Underwriting Agreement

 

The Company granted the underwriters a 45-day option to purchase up to 1,950,000 additional Units to cover over-allotments at the Initial Public Offering price, less the underwriting discounts and commissions of 2.0%. The underwriters’ over-allotment option expired unexercised in January 2019.

 

Business Combination Marketing Agreement

 

The Company engaged EarlyBirdCapital, Inc. as advisor in connection with the Company’s Business Combination to assist it in holding meetings with its stockholders to discuss the potential Business Combination and the target business’ attributes, introduce the Company to potential investors that are interested in purchasing the Company’s securities in connection with the potential Business Combination, assist the Company in obtaining stockholder approval for the Business Combination and assist the Company with its press releases and public filings in connection with the Business Combination. The Company will pay EarlyBirdCapital, Inc. a cash fee for such services upon the consummation of an initial Business Combination in an amount equal to $4,550,000; provided that the Company has the right to allocate up to 35% of the fee to any of the underwriters in the Initial Public Offering or other FINRA member firms it retains to assist the Company in connection with its initial Business Combination.

 

Business Combination Agreement

 

On July 25, 2020, the Company entered into a Business Combination Agreement (the “Business Combination Agreement”) with Clever Leaves, Clever Leaves Holdings Inc., a corporation organized under the laws of British Columbia, Canada and a wholly-owned subsidiary of the Company (“Holdco”), and Novel Merger Sub Inc., a Delaware corporation and a direct wholly-owned subsidiary of Holdco (“Merger Sub”), pursuant to which the Company agreed to combine with Clever Leaves in a Business Combination (the “Clever Leaves Business Combination”) that will result in both Clever Leaves and the Company becoming wholly-owned subsidiaries of Holdco.
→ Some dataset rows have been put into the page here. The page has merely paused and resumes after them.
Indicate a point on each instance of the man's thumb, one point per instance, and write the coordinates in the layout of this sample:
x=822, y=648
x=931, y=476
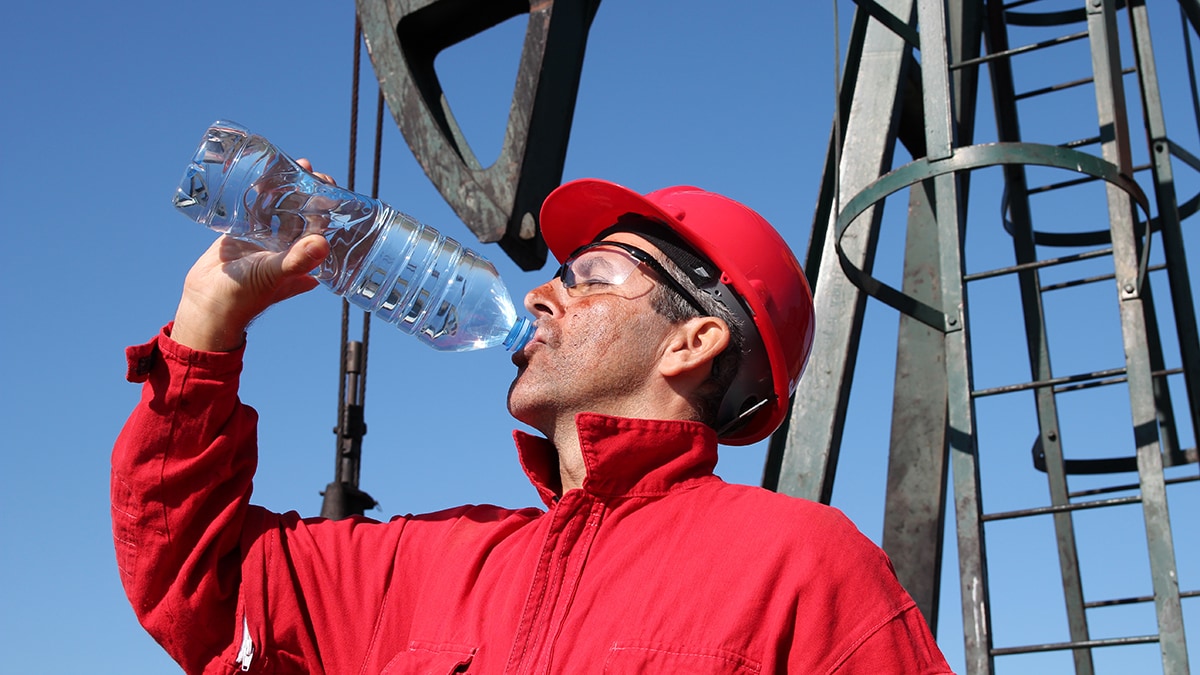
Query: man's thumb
x=305, y=255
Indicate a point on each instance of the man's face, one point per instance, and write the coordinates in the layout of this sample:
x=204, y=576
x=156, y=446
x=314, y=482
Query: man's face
x=592, y=352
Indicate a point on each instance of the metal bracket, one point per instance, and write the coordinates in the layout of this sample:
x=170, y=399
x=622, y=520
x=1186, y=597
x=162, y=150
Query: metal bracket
x=967, y=159
x=501, y=202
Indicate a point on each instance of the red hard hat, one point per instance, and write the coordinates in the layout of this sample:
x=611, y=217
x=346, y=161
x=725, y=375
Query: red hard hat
x=753, y=260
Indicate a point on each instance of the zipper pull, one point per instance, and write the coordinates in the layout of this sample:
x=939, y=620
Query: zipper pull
x=246, y=652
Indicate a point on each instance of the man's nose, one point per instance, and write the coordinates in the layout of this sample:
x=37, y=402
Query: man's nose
x=545, y=299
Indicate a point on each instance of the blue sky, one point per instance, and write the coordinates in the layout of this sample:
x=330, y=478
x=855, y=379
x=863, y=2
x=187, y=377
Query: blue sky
x=102, y=105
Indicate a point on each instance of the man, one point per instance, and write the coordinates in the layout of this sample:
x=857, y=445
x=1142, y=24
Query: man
x=677, y=318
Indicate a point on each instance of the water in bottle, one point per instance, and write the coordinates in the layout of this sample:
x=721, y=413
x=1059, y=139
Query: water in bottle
x=381, y=260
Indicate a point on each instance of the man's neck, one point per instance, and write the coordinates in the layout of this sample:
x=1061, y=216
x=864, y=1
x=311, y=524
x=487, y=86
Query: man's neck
x=571, y=467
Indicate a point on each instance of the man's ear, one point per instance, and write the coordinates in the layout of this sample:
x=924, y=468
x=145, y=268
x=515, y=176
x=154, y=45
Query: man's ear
x=694, y=345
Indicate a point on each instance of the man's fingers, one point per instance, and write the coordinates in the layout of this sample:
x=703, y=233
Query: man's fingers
x=305, y=255
x=307, y=166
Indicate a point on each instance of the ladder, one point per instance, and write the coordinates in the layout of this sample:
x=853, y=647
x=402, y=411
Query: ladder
x=1134, y=245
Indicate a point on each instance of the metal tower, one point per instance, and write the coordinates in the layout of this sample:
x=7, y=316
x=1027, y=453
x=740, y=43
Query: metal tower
x=1091, y=209
x=1095, y=220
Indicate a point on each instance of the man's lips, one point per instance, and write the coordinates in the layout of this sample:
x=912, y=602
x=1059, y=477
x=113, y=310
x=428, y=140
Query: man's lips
x=539, y=338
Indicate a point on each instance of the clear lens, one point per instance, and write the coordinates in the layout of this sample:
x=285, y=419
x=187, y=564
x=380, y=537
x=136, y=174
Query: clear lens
x=598, y=270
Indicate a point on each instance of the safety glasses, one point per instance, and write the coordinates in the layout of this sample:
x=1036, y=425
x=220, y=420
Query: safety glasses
x=604, y=267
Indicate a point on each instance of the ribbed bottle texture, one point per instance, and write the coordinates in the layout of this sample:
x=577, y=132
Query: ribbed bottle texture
x=381, y=260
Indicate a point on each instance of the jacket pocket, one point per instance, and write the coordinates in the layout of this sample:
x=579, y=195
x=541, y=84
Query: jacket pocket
x=430, y=658
x=631, y=657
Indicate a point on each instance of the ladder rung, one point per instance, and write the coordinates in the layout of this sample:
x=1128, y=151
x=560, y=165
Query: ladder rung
x=1051, y=382
x=1132, y=485
x=1135, y=601
x=1113, y=381
x=1038, y=264
x=1091, y=280
x=1018, y=51
x=1065, y=85
x=1077, y=645
x=1059, y=508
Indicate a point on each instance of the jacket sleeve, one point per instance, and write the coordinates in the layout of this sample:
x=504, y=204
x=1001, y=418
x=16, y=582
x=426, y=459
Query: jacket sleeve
x=180, y=482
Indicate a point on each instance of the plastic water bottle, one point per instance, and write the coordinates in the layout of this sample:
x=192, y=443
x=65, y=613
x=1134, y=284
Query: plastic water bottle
x=381, y=260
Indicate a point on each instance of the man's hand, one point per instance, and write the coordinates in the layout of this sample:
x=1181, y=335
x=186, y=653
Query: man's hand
x=235, y=281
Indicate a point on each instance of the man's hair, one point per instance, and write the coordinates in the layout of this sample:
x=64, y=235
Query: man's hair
x=725, y=366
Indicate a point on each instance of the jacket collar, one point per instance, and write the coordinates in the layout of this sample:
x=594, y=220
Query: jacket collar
x=624, y=457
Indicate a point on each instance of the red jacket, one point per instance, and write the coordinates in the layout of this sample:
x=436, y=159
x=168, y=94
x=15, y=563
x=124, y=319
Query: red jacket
x=654, y=566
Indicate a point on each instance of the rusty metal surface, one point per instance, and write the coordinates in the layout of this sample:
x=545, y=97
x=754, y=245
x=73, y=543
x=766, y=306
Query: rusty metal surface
x=501, y=202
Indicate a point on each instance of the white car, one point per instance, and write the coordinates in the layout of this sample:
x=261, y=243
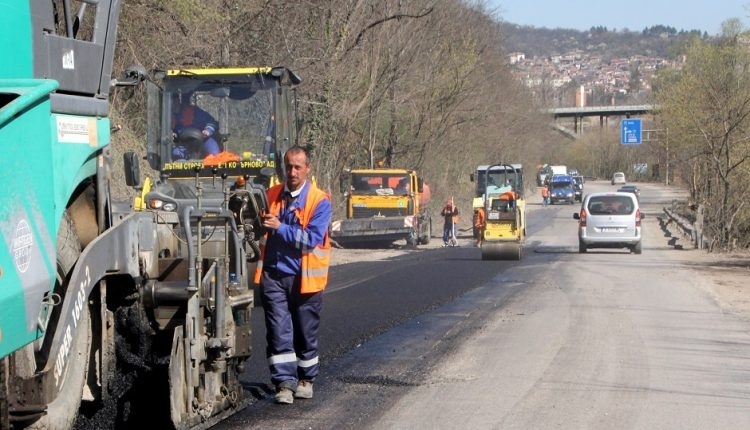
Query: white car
x=609, y=220
x=618, y=178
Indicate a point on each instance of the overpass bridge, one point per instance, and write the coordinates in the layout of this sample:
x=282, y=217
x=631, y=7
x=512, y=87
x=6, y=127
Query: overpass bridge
x=603, y=112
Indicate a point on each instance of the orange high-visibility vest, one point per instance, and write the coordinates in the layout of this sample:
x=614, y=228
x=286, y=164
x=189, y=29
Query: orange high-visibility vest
x=315, y=261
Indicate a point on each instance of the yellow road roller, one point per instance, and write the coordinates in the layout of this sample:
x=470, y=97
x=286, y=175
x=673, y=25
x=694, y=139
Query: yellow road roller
x=500, y=189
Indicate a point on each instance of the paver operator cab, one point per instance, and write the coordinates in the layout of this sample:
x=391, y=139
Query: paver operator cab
x=97, y=296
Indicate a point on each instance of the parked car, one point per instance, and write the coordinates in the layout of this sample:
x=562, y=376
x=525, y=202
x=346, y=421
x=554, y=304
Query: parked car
x=609, y=220
x=631, y=189
x=578, y=187
x=618, y=178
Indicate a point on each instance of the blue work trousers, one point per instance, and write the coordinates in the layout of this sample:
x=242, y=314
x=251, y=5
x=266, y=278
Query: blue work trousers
x=449, y=232
x=292, y=325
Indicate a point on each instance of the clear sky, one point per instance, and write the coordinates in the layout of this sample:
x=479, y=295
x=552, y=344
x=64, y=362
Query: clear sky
x=635, y=15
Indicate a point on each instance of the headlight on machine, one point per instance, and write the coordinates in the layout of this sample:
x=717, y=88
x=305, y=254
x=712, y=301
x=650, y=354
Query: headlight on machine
x=158, y=204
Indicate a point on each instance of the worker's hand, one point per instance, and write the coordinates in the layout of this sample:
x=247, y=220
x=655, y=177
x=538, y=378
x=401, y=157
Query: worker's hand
x=271, y=221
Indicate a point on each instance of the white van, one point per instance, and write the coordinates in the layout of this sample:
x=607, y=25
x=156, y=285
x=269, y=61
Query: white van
x=609, y=220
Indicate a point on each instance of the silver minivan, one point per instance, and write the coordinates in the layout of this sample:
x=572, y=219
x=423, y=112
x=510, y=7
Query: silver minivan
x=609, y=220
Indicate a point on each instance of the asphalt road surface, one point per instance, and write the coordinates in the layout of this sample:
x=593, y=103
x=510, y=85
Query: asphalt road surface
x=437, y=338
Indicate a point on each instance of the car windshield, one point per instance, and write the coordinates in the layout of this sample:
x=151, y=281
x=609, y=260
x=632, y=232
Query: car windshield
x=610, y=205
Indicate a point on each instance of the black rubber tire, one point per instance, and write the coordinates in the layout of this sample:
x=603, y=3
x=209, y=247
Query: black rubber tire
x=63, y=410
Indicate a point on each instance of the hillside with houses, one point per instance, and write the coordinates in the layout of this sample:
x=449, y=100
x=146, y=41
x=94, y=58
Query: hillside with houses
x=565, y=68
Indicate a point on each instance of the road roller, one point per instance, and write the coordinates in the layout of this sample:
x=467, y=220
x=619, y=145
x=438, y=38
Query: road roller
x=500, y=189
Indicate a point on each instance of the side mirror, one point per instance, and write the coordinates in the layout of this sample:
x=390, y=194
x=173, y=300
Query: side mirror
x=132, y=169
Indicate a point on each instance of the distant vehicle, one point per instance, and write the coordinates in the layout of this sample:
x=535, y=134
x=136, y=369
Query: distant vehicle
x=609, y=220
x=631, y=189
x=562, y=189
x=578, y=187
x=618, y=178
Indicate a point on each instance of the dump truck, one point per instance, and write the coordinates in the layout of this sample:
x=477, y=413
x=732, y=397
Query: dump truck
x=383, y=205
x=499, y=188
x=100, y=297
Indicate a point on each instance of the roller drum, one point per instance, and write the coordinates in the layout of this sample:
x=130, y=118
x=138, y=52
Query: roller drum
x=501, y=251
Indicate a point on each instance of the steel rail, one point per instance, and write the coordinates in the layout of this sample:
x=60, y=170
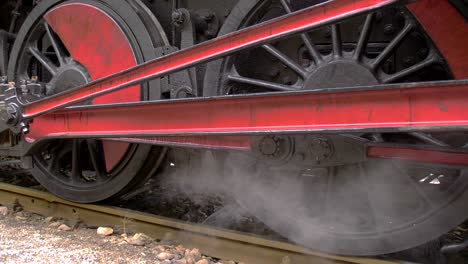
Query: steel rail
x=213, y=242
x=306, y=19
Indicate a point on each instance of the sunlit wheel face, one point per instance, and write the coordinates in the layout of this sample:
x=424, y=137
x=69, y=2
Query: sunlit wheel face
x=369, y=208
x=67, y=44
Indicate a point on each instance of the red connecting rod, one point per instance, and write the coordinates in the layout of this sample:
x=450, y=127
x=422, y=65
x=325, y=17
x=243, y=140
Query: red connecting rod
x=306, y=19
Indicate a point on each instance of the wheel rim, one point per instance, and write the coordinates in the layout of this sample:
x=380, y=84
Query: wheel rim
x=327, y=52
x=67, y=44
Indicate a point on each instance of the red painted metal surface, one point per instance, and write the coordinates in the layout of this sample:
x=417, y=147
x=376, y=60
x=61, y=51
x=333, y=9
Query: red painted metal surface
x=447, y=29
x=419, y=155
x=421, y=106
x=97, y=42
x=300, y=21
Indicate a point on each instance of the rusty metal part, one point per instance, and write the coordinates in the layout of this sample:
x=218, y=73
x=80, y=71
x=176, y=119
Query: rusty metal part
x=306, y=19
x=213, y=242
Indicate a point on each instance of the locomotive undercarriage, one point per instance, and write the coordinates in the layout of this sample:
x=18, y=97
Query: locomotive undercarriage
x=355, y=110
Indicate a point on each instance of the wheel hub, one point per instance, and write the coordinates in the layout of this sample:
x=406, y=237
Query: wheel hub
x=69, y=76
x=341, y=73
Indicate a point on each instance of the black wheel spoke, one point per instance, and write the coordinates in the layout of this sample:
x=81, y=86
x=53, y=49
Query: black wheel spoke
x=368, y=184
x=260, y=83
x=408, y=71
x=392, y=46
x=55, y=44
x=76, y=170
x=43, y=60
x=336, y=39
x=364, y=37
x=96, y=153
x=286, y=60
x=314, y=53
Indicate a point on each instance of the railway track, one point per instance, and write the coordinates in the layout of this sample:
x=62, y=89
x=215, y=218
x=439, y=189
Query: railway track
x=213, y=242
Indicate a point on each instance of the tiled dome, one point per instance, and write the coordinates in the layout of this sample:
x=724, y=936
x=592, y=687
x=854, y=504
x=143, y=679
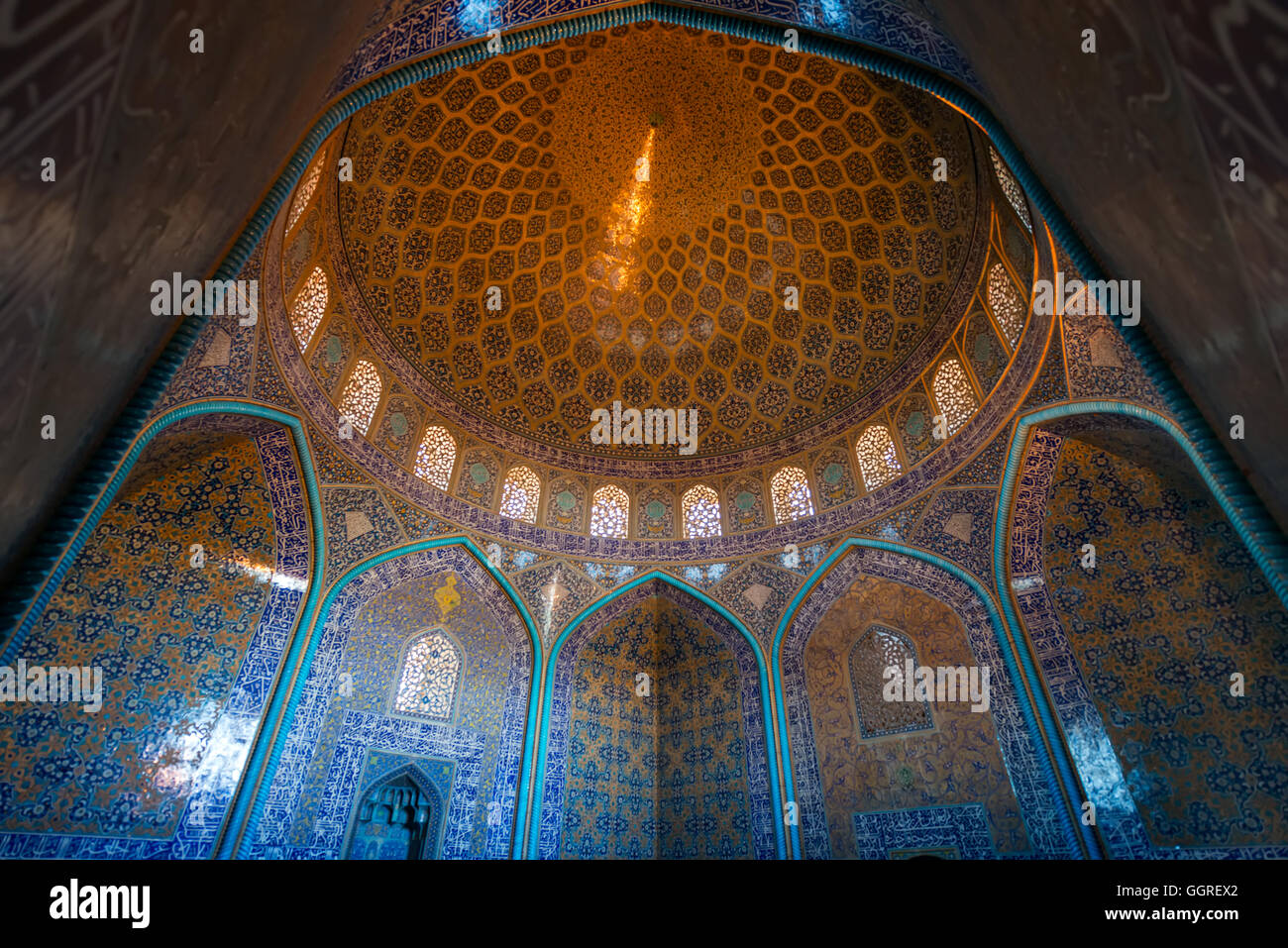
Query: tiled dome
x=535, y=254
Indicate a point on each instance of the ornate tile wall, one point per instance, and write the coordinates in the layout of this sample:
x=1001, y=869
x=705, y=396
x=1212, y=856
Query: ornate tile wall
x=1140, y=649
x=344, y=710
x=1041, y=831
x=154, y=772
x=703, y=627
x=957, y=760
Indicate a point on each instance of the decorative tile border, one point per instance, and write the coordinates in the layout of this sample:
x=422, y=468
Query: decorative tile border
x=559, y=710
x=433, y=26
x=205, y=811
x=962, y=827
x=1039, y=805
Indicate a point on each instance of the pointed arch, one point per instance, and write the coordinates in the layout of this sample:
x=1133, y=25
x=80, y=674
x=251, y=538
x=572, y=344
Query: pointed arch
x=304, y=192
x=1021, y=710
x=520, y=494
x=755, y=682
x=700, y=510
x=436, y=458
x=361, y=394
x=429, y=675
x=1010, y=187
x=309, y=307
x=1004, y=299
x=791, y=494
x=953, y=394
x=609, y=511
x=879, y=462
x=320, y=668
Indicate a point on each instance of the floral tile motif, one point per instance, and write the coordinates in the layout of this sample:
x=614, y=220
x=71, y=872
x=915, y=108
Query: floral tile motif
x=359, y=524
x=554, y=594
x=758, y=594
x=988, y=466
x=958, y=524
x=900, y=526
x=331, y=467
x=415, y=522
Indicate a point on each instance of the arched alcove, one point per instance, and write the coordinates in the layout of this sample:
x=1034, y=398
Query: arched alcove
x=656, y=745
x=1163, y=643
x=175, y=608
x=346, y=715
x=966, y=786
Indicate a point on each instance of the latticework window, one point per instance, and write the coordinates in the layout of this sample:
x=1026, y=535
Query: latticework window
x=877, y=459
x=700, y=507
x=953, y=393
x=1010, y=187
x=304, y=193
x=430, y=674
x=309, y=307
x=361, y=395
x=877, y=651
x=436, y=456
x=519, y=494
x=793, y=498
x=1005, y=301
x=608, y=511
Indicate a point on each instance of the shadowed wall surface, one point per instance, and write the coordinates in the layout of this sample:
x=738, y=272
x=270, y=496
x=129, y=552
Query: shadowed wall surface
x=1172, y=608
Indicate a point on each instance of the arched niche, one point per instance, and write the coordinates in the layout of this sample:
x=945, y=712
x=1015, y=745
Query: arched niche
x=969, y=786
x=398, y=815
x=183, y=592
x=1144, y=600
x=344, y=712
x=688, y=773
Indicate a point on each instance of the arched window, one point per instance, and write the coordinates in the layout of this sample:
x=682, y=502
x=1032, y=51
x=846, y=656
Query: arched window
x=700, y=507
x=1010, y=187
x=304, y=193
x=793, y=500
x=309, y=307
x=361, y=395
x=519, y=494
x=877, y=459
x=430, y=674
x=608, y=510
x=953, y=394
x=436, y=456
x=1005, y=303
x=876, y=651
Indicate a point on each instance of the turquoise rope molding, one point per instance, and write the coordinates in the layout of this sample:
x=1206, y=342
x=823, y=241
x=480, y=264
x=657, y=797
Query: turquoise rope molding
x=771, y=742
x=1033, y=706
x=62, y=528
x=1244, y=527
x=236, y=811
x=254, y=801
x=213, y=406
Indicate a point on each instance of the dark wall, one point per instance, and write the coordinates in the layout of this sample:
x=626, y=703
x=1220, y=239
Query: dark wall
x=160, y=155
x=1134, y=143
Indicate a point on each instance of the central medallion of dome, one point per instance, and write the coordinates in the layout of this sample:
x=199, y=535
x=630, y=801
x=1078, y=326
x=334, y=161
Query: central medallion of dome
x=662, y=218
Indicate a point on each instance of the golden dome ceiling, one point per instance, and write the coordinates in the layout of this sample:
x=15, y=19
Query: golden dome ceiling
x=642, y=200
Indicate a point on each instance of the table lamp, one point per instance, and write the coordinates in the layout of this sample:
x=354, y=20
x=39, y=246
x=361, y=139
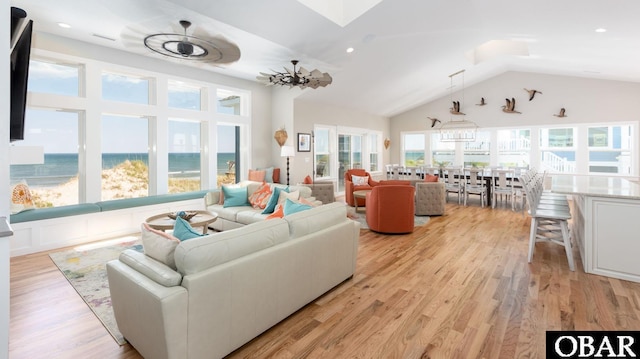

Pursuant to the Business Combination Agreement, as consideration for the Clever Leaves Business Combination, (i) the Company’s stockholders will receive one Holdco common share in exchange for each share of the Company’s common stock held by them and (ii) the Clever Leaves shareholders will receive aggregate consideration with a value (the “Arrangement Consideration”) equal to (a) $229,500,000, minus (b) Clever Leaves’ net debt, minus (c) the amount, if any, by which Clever Leaves’ transaction expenses exceed Clever Leaves’ transaction expenses cap, plus (d) the amount, if any, by which the Company’s transaction expenses exceed the Company’s transaction expenses cap, minus (e) the aggregate value of the issued and outstanding options and warrants of Clever Leaves that are being converted into options and warrants of Holdco in the Clever Leaves Business Combination. The Arrangement Consideration minus up to $7,500,000 in cash payable to certain Clever Leaves shareholders (the “Cash Arrangement Consideration”) will be paid to Clever Leaves shareholders in Holdco common shares, based on a price per share of $10.00, and the Cash Arrangement Consideration will be paid to certain Clever Leaves shareholders in cash.

 

The consummation of the Clever Leaves Business Combination is subject to a number of conditions set forth in the Business Combination Agreement including, among others, receipt of the requisite approval of the Company’s stockholders and the execution of the various transaction agreements.